27 Danoğulları Mika'nın yaptırdığı putları ve kâhini yanlarına alarak Layiş üzerine yürüdüler. Barışçıl ve her şeyden habersiz olan kent halkını kılıçtan geçirip kenti ateşe verdiler.
And they have taken that which Micah had made, and the priest whom he had, and come in against Laish, against a people quiet and confident, and strike them by the mouth of the sword, and have burned the city with fire,
28 Beytrehov yakınındaki vadide bulunan Layiş Kenti'nin yardımına gelen olmadı. Çünkü kent Sayda'dan uzaktı, başka bir kentle de ilişkisi yoktu. Danoğulları kenti yeniden inşa ederek oraya yerleştiler.
and there is no deliverer, for it [is] far off from Sidon, and they have no word with [any] man, and it [is] in the valley which [is] by Beth-Rehob; and they build the city, and dwell in it,
29 Yakup'un oğlu olan ataları Dan'ın anısına kente Dan adını verdiler. Kentin eski adı Layiş'ti.

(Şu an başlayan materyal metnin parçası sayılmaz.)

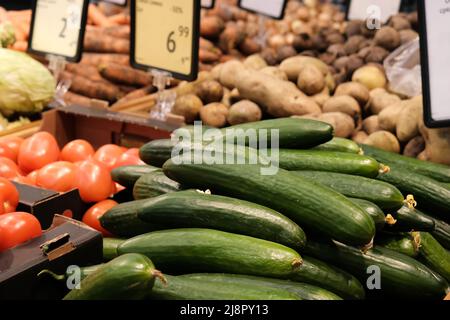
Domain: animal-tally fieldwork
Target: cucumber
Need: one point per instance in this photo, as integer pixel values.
(373, 210)
(410, 219)
(400, 275)
(204, 250)
(403, 243)
(303, 290)
(154, 184)
(428, 192)
(329, 161)
(434, 255)
(384, 195)
(311, 206)
(194, 209)
(182, 288)
(128, 175)
(435, 171)
(130, 277)
(340, 145)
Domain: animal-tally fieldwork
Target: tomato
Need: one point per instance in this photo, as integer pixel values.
(57, 176)
(9, 194)
(109, 154)
(18, 227)
(93, 181)
(13, 143)
(92, 216)
(77, 150)
(8, 168)
(37, 151)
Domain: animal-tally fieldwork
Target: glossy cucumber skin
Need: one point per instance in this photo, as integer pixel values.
(182, 288)
(205, 250)
(329, 161)
(154, 184)
(434, 255)
(340, 145)
(129, 277)
(401, 276)
(435, 171)
(303, 290)
(194, 209)
(128, 175)
(384, 195)
(373, 210)
(309, 205)
(429, 194)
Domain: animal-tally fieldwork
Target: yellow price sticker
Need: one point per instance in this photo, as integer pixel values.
(58, 27)
(165, 36)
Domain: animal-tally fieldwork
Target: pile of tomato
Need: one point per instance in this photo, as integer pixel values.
(39, 161)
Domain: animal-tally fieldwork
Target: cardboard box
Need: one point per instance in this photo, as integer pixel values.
(67, 242)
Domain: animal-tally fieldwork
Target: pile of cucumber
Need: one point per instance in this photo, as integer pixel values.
(337, 221)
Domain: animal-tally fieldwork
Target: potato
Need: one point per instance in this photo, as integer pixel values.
(370, 76)
(243, 112)
(311, 81)
(188, 106)
(214, 115)
(355, 90)
(384, 140)
(344, 104)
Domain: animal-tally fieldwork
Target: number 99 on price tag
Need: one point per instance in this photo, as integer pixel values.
(165, 36)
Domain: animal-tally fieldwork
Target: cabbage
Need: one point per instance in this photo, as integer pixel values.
(26, 86)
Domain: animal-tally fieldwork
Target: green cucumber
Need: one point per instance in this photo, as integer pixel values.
(154, 184)
(329, 161)
(303, 290)
(128, 175)
(130, 277)
(435, 171)
(434, 255)
(428, 192)
(400, 275)
(384, 195)
(340, 145)
(373, 210)
(403, 243)
(310, 205)
(195, 209)
(204, 250)
(410, 219)
(182, 288)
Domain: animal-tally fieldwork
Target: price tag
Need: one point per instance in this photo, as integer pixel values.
(165, 36)
(435, 60)
(271, 8)
(379, 10)
(208, 4)
(57, 28)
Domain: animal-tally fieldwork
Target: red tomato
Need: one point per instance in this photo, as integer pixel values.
(9, 194)
(77, 150)
(92, 216)
(109, 154)
(8, 168)
(93, 181)
(13, 143)
(37, 151)
(18, 227)
(58, 176)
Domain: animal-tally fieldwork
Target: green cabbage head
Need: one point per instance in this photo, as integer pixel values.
(26, 86)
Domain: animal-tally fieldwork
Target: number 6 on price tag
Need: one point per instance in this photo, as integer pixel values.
(165, 36)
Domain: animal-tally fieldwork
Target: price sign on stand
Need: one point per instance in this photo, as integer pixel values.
(57, 28)
(435, 60)
(271, 8)
(380, 10)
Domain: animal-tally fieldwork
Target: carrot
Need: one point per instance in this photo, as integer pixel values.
(125, 75)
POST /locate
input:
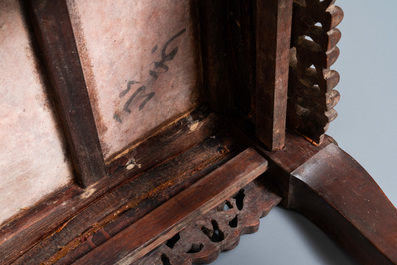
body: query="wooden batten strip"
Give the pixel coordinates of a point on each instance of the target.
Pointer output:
(54, 33)
(273, 31)
(149, 232)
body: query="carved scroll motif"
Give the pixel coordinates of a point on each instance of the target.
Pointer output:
(311, 81)
(218, 230)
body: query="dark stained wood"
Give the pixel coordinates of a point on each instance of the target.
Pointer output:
(120, 208)
(311, 95)
(273, 30)
(216, 54)
(57, 46)
(218, 230)
(41, 220)
(335, 192)
(282, 162)
(149, 232)
(338, 195)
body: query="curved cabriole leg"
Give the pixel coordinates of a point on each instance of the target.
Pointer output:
(337, 194)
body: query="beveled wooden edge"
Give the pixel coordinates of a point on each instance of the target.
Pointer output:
(54, 34)
(154, 228)
(332, 190)
(21, 232)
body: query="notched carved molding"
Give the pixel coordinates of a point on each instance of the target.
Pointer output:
(311, 97)
(218, 230)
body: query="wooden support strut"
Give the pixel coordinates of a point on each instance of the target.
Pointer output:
(54, 33)
(162, 223)
(273, 31)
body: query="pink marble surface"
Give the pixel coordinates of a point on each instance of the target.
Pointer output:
(32, 160)
(119, 43)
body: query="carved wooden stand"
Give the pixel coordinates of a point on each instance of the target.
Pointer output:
(189, 189)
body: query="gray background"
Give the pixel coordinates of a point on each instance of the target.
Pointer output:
(366, 128)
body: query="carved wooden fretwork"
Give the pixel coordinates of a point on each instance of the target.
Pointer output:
(311, 81)
(218, 230)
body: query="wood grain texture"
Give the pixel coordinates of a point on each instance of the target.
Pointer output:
(168, 219)
(282, 162)
(178, 136)
(216, 54)
(218, 230)
(33, 161)
(311, 95)
(338, 195)
(273, 30)
(54, 34)
(43, 219)
(141, 64)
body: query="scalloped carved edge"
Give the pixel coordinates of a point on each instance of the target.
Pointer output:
(312, 97)
(218, 230)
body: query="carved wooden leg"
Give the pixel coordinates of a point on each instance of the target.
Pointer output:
(337, 194)
(331, 189)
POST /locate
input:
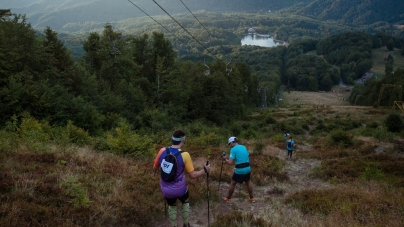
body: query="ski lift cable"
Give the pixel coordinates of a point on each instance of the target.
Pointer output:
(184, 29)
(153, 19)
(214, 38)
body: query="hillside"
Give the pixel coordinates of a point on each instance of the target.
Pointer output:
(354, 12)
(330, 178)
(62, 13)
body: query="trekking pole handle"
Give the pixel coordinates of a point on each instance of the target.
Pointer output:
(204, 168)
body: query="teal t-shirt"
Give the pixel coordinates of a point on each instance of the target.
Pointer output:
(240, 155)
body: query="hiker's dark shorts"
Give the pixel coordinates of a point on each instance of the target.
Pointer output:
(240, 178)
(171, 201)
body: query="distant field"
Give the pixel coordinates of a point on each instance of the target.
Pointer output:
(379, 63)
(315, 98)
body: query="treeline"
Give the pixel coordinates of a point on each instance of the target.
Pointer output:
(137, 80)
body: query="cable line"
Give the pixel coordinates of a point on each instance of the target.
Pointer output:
(153, 19)
(184, 29)
(204, 27)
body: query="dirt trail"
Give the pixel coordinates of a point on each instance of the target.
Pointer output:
(269, 198)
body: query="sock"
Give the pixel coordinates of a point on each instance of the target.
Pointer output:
(185, 213)
(172, 212)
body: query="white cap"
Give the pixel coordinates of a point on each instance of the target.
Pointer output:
(231, 139)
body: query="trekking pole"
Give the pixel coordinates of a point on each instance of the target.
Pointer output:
(165, 201)
(220, 177)
(207, 185)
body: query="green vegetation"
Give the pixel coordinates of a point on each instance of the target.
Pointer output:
(78, 136)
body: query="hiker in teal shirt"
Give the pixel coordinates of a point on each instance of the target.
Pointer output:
(239, 155)
(289, 147)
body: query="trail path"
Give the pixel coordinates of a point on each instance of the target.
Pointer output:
(269, 198)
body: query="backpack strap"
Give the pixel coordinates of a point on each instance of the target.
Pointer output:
(176, 154)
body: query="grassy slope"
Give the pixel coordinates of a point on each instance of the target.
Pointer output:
(379, 63)
(70, 186)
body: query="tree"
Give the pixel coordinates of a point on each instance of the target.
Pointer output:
(390, 44)
(389, 65)
(394, 123)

and call the name of the city Dan, by the name of their father Dan, who was born to Israel; and yet Laish [is] the name of the city at the first.
30 Oyma putu oraya diktiler. Musa oğlu Gerşom oğlu Yonatan ile oğulları sürgüne kadar onlara kâhinlik ettiler.
And the sons of Dan raise up the carved image for themselves, and Jonathan son of Gershom, son of Manasseh, he and his sons have been priests for the tribe of the Danite, until the day of the expulsion of [the people] of the land.
31 Tanrı'nın Tapınağı Şilo'da olduğu sürece Mika'nın yaptırdığı puta taptılar.
And they appoint for themselves the carved image of Micah, which he had made, all the days of the house of God being in Shiloh.